A covariance search on sequence alignments of mouse germline antibody variable domains (Choulier et al., 2000) indicated a non-random variability for position L34 (unpublished work). Two positions A and B are covariant if the nature of amino acids at position A is not independent of the nature of amino acids at position B. Their simultaneous replacement suggests that they are linked by functional constraints, in particular if the two positions are close together in the 3D structure of the protein (Altschuh et al., 1987
). A mutational study of three pairs of spatially close covariant positions has shown that the distribution of surface charges influences the half-life of antibody fragments (Hugo et al., 2002
). Residues that were found to covary with L34 are spatially distant in the 3D structure of antibody variable domains, which may indicate either a fortuitous correlation or a complex relationship between residues that cannot be unraveled by automated procedures (Mirny and Shakhnovich, 1999
). The hypothesis of a functional role for residue L34 is, however, supported by the non-random distribution of amino acids.

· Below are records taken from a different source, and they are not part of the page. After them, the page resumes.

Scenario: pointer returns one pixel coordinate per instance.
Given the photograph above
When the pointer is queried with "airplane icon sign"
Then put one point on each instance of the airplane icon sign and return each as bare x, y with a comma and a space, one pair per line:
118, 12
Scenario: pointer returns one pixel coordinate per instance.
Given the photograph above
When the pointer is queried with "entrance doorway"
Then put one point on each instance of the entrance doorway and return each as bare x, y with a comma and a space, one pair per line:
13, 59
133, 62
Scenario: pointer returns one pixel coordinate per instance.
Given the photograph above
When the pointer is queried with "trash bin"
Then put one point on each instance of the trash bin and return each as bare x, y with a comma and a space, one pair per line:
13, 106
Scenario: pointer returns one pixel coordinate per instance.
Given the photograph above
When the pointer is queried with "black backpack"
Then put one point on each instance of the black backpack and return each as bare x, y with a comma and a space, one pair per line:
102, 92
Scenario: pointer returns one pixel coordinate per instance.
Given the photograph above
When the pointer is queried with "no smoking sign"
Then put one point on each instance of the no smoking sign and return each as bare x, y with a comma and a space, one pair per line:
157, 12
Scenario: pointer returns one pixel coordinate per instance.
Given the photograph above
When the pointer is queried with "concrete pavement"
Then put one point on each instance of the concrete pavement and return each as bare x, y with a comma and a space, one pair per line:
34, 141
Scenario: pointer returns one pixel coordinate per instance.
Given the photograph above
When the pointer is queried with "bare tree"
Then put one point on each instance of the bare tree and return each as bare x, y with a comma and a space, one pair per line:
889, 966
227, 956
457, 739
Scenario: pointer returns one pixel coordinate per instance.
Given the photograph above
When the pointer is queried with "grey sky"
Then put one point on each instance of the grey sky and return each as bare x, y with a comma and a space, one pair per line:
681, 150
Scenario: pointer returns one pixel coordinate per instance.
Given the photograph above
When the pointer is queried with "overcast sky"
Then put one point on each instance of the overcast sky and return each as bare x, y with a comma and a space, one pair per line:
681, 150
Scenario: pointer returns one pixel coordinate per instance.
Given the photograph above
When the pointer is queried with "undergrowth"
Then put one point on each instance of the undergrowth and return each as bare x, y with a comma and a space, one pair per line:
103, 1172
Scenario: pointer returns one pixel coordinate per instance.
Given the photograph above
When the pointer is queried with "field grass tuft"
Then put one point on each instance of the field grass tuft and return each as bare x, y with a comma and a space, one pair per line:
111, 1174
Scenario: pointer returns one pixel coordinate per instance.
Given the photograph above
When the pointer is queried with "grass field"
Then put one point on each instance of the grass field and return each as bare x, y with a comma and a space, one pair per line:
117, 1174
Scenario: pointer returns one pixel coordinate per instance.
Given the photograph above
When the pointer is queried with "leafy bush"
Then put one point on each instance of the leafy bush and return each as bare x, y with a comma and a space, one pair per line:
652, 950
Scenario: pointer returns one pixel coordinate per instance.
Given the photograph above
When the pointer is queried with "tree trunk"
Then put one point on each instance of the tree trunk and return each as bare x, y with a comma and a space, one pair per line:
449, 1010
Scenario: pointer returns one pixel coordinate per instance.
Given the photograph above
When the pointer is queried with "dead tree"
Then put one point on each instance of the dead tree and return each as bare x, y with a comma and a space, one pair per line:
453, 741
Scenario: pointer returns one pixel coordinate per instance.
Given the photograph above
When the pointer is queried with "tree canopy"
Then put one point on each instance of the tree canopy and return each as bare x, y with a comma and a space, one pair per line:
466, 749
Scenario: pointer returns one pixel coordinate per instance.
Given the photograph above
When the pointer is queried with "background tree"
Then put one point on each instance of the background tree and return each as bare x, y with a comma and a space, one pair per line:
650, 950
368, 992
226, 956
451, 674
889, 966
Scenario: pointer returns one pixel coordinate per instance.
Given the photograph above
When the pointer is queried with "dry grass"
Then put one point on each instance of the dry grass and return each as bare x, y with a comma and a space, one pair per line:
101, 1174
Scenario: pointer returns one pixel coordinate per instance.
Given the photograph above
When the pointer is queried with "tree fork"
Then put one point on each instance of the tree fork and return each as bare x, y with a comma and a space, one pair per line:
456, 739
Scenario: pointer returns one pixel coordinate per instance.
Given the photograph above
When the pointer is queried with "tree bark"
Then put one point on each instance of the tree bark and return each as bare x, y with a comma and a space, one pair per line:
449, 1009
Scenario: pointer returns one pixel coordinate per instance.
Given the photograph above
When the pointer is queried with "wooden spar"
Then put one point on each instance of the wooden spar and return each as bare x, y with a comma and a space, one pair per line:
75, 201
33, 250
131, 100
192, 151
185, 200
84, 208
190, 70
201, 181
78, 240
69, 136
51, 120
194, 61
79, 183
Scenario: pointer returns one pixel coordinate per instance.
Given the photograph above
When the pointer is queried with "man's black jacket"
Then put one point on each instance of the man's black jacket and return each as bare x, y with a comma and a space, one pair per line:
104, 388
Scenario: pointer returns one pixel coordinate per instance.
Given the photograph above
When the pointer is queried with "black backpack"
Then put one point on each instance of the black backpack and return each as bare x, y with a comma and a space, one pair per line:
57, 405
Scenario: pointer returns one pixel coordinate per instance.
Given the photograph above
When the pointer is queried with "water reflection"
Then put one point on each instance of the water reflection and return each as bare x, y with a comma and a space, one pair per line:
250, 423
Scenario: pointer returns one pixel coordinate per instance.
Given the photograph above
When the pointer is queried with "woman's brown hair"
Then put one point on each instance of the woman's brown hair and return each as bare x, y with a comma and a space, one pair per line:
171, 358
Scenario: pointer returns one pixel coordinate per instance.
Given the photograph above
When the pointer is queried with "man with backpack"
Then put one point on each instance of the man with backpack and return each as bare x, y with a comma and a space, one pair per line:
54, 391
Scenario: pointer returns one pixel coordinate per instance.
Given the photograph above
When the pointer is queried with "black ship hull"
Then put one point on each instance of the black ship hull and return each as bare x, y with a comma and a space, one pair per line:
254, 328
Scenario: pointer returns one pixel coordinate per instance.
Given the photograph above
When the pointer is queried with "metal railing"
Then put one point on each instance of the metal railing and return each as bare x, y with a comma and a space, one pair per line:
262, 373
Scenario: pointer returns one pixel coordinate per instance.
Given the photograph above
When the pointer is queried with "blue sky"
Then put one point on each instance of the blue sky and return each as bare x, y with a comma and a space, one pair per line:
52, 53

The method for covariance identification developed by Choulier et al. (Choulier et al., 2000
) divides the sequences of a protein alignment into two groups, each group containing distinctive sets of amino acids at the covariant positions. In a mouse germline sequence alignment (Almagro et al., 1997
, 1998), L34 displayed amino acids with small side chains (Ala, Ser, with Ser occurring only once) in one group and large polar side chains (His, Gln, Asp, Tyr, Glu) in the other, while apolar residues were not found. Thus, amino acids in the two groups possess different physico-chemical properties, whereas those within one group share similar properties, suggesting that allowed amino acids are restricted by functional constraints.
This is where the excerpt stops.